The January day was fading into darkness as the hooded man stepped out from the bushes in the park. Jogging towards him, the blonde woman ran to one side of the path, never changing her stride.
The slap slap of her trainers on the hard tarmac was the only sound as he approached. His fingers curled over the club hidden inside the heavy overcoat, his eyes fixed on the pale golden hair bobbing up and down on her shoulders as she came nearer and nearer.
The woman’s scream as the heavy stick felled her made a blackbird fly upwards. Its warning cry echoed in the frosty air.

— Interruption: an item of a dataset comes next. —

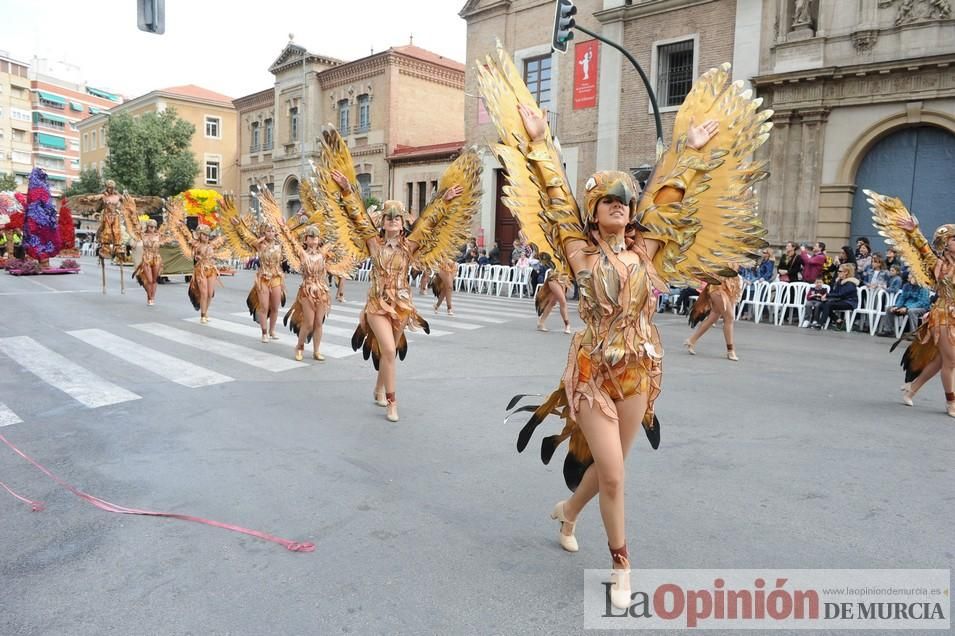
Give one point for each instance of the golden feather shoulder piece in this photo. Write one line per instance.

Then it was all over, just the single white cloud of breath issuing from his open mouth as he stood over her, panting, stick in hand. He turned his face up to the heavens, and, as he gazed at the first stars wheeling overhead, the world tilted suddenly into a thousand fragments, a dizzying glimpse of something like eternity.
He stopped, frozen, as other footsteps sounded around the bend on the path. Glancing to his right and left, the hooded figure slipped back into the shrubbery and forced his way back into the depths of the woodland beyond.